The 4-1BB (CD137)/HER2 bispecific cinrebafusp alfa (PRS-343; Pieris) may be active in patients with HER2-expressing cancers who have previously received multiple therapies. In a phase I trial presented at the AACR meeting, five of 42 evaluable patients responded to the therapy, and 17 more patients experienced stable disease; two of the responses—including one complete response—were in eight patients treated at the highest dose level. The agent increased CD8+ T cells, NK cells, and cytotoxic activity in the tumor microenvironment.
Researchers described the discovery of INCB89550, a PD1/PD-L1 inhibitor at the AACR meeting that is being tested in clinical trials. Using high-throughput screening, the team initially identified a compound that exhibited dose-dependent inhibition of PD-1–PD-L1 interactions. Analysis of the amino acid residues critical for drug activity revealed that the inhibitor blocked binding by interacting with PD-L1 directly at the PD-1–PD-L1 binding interface—a rare occurrence because this interface is largely flat and lacks a defined binding pocket. The researchers then used rational, structure-guided design of improved inhibitors derived from the initial hit to identify INCB086550 as a candidate for clinical development.
Also at the AACR meeting, researchers reported promising preclinical results for the targeted thorium conjugate HER2-TTC (BAY2701439; Bayer). The agent consists of a radioactive thorium isotope bound by a chelator that is covalently linked to a HER2 antibody. It kills HER2-expressing cells and neighboring cells by delivering alpha radiation that induces DNA damage—for which there is no known resistance mechanism.

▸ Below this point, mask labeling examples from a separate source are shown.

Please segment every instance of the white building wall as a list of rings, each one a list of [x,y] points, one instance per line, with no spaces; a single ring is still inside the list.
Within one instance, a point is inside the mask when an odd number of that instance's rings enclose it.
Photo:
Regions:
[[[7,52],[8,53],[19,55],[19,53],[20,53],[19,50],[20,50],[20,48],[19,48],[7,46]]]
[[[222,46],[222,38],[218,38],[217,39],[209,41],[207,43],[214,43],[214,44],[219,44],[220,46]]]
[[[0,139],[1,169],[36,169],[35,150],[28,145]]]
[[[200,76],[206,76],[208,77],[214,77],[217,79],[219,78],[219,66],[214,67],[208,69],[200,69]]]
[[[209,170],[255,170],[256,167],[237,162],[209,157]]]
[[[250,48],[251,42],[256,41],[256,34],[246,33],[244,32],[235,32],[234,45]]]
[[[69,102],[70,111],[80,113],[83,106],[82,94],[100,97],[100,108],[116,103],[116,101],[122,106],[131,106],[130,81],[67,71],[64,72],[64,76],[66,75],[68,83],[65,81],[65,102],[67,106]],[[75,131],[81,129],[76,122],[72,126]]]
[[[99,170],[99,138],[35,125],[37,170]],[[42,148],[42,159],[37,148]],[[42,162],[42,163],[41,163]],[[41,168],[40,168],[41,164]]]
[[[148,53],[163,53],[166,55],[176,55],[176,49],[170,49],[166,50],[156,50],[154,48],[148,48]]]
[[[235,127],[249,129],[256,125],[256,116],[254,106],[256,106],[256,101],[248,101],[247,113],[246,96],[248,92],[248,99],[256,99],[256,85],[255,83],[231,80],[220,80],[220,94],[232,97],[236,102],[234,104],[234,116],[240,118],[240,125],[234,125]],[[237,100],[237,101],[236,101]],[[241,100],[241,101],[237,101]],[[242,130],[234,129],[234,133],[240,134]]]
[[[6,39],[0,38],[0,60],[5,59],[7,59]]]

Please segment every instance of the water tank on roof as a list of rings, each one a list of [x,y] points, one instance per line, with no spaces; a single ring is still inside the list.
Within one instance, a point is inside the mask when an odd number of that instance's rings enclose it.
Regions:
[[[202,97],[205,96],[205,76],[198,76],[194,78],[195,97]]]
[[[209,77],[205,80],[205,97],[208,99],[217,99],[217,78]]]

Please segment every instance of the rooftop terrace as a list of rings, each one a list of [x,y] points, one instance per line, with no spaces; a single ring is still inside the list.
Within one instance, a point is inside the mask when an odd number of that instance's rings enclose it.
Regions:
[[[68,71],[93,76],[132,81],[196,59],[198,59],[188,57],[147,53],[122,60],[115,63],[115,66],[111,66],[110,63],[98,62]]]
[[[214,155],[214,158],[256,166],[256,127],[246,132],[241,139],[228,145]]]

Preclinical results suggest that HER2-TTC may have anti-tumor activity in cancers with low levels of HER2 expression, as well as those that are resistant to other HER2-targeted agents. The agent is now being tested in a phase I trial of HER2-expressing malignancies.
In other news:
The FDA authorized the marketing of the artificial intelligence device GI Genius (Cosmo Artificial Intelligence), which assists clinicians in detecting lesions during a colonoscopy. In a prospective trial of patients with adenoma or carcinoma, the technology identified lesions in 55.1% of cases, compared with a 42% detection rate for colonoscopy alone. The device, which uses a machine learning algorithm, attaches to an endoscope and identifies regions of interest in the colon, alerting clinicians to take a closer look.
The agency also granted accelerated approval to sacituzumab govitecan (Trodelvy; Immunomedics), an antibody–drug conjugate, for patients with locally advanced or metastatic urothelial cancer who have received chemotherapy and a PD1/PD-L1 inhibitor. The approval was based on the phase II TROPHY trial, in which patients had an objective response rate of 27.7% and a median duration of response of 7.2 months.
GlaxoSmithKline (GSK) halted the phase II INDUCE-3 trial testing feladilimab, an inducible T-cell co-stimulatory agonist, plus pembrolizumab (Keytruda; Merck) in head and neck cancer based on the recommendation of an independent data monitoring committee. The company will also discontinue the phase II INDUCE-4 trial assessing feladilimab plus pembrolizumab and chemotherapy in head and neck cancer. GSK did not share details of the committee’s recommendation.